The question with wash is always at what point you consider it to be good enough. Add to this that it's usually not feasible to do any meaningful quantitative analysis, and you're left with a moving target and any advice can only boil down to "YMMV". RC is a good choice in your situation as you basically only need to wash the emulsion, not the paper base. This makes a massive difference.
It seems that the Ilford method for washing negatives has worked fine, so there must be a way to do prints as well.
I'd use a similar approach; i.e. soak & agitate, dump, and repeat a couple of times (how many? Your guess is as good as mine! I'd go with 5 or so). If you use a (very) shallow tray, you can get away with using preciously little water.
Make sure the water isn't too cold; lukewarm would be nice. Washing is a diffusion process, so it goes (a lot!) faster at higher temperatures. Conversely, near freezing, nothing much happens. Also, the effectiveness of the washing process drops rapidly as time progresses and/or with every change of water. Let's say the first wash cycle removes 50% of the chemistry still left in the paper, then the next cycle also removes 50%, etc. You can see where it goes; it tangentially approaches 0 - which means two things: (1) you never really get a firm zero, i.e. a completely washed emulsion, and (2) the first couple of washes are the ones that make the difference, so the difference between 2 and 3 cycles will be significant, but the difference between 8 and 12 cycles will likely not even be meaningful.
Try to not keep the paper submerged for too long; RC doesn't like it (water ingress along the edges etc.) RC should need a couple of minutes anyway.
I doubt you really need the hypo clear with RC paper.
Hope this helps in any way.
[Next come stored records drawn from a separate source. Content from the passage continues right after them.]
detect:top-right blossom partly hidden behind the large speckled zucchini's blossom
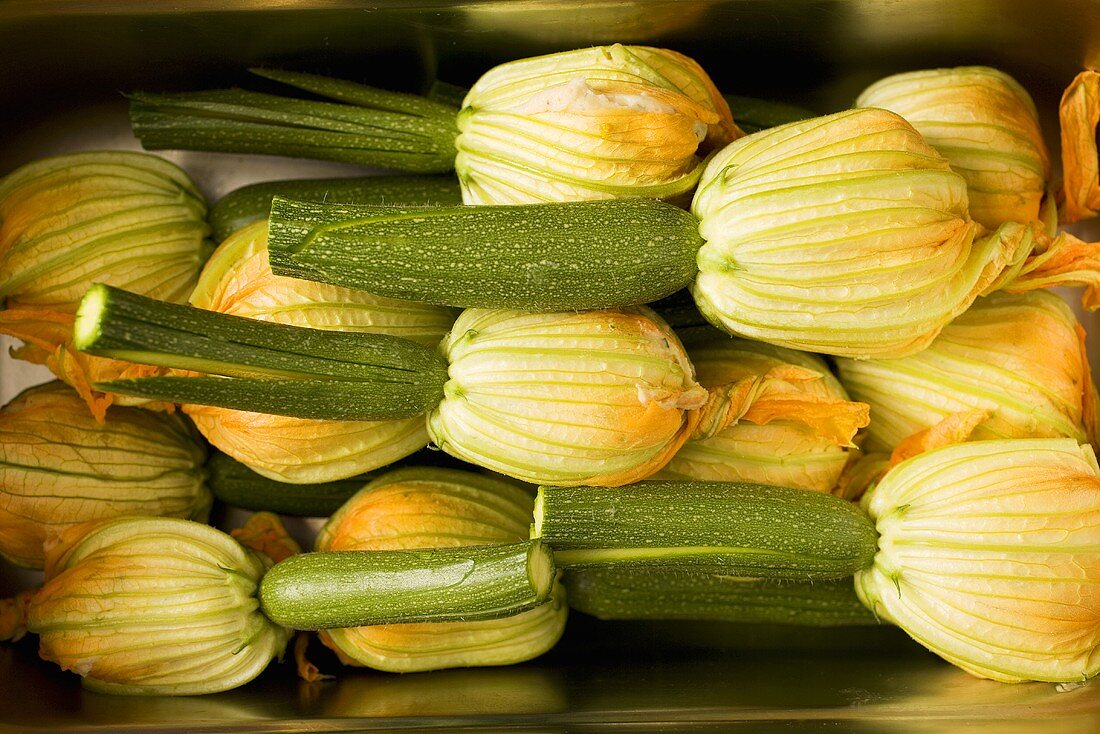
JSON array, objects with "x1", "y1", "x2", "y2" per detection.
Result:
[{"x1": 856, "y1": 66, "x2": 1051, "y2": 229}]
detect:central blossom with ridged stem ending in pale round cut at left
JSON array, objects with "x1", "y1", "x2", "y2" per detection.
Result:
[{"x1": 77, "y1": 286, "x2": 755, "y2": 484}]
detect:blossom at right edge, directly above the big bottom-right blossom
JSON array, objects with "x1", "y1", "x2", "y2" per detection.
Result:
[{"x1": 837, "y1": 291, "x2": 1098, "y2": 451}]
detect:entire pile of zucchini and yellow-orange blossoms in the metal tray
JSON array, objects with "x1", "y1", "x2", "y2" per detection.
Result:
[{"x1": 0, "y1": 44, "x2": 1100, "y2": 694}]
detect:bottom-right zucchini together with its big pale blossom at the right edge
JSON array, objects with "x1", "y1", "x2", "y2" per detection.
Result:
[{"x1": 535, "y1": 439, "x2": 1100, "y2": 682}]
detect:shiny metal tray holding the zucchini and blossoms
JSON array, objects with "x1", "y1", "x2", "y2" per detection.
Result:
[{"x1": 0, "y1": 0, "x2": 1100, "y2": 734}]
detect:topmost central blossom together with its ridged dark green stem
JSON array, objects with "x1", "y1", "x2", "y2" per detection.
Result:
[{"x1": 131, "y1": 44, "x2": 740, "y2": 204}]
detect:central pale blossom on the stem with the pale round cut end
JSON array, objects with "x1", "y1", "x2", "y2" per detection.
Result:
[{"x1": 428, "y1": 307, "x2": 708, "y2": 486}]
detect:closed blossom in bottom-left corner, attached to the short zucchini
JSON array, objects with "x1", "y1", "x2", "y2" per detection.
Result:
[{"x1": 28, "y1": 517, "x2": 292, "y2": 695}]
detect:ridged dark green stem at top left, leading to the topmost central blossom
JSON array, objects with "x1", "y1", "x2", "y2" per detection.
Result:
[{"x1": 130, "y1": 69, "x2": 459, "y2": 173}]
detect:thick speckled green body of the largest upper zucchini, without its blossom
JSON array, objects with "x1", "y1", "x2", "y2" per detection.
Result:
[{"x1": 268, "y1": 197, "x2": 703, "y2": 311}]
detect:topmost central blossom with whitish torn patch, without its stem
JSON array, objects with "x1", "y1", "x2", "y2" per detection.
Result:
[{"x1": 454, "y1": 44, "x2": 741, "y2": 204}]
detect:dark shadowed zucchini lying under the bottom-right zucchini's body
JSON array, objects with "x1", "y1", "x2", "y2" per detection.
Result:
[{"x1": 563, "y1": 568, "x2": 878, "y2": 627}]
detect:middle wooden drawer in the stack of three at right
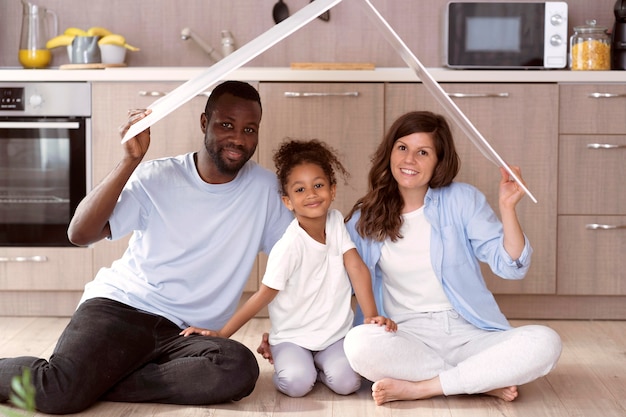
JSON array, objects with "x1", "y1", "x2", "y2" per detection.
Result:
[{"x1": 558, "y1": 135, "x2": 626, "y2": 215}]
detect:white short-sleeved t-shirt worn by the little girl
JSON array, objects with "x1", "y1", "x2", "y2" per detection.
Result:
[{"x1": 262, "y1": 210, "x2": 355, "y2": 351}]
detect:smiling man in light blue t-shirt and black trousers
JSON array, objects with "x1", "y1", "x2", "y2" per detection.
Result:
[{"x1": 0, "y1": 81, "x2": 293, "y2": 414}]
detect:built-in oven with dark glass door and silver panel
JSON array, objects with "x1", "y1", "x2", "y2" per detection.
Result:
[{"x1": 0, "y1": 82, "x2": 91, "y2": 246}]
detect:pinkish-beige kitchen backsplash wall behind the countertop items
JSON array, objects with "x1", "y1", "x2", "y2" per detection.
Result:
[{"x1": 0, "y1": 0, "x2": 615, "y2": 68}]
I also hope someone chimes in with a more quantitative suggestion; I know there's a nice white paper about this somewhere, but I can't find it at present. David Kachel has written a bit about it that I can get behind:
http://www.davidkachel.com/assets/fixnwash.htm but it's not what I had in mind...there's a page somewhere with a chart that illustrates the reduced utility of additional washes very nicely, but IIRC it was based on a continuous flow washing regime and fiber based paper. As I recall it showed that wash effectiveness very drastically drops after 10 minutes or so - again, this would be on FB; you'd reach that point on RC in probably a minute or so (continuous flow).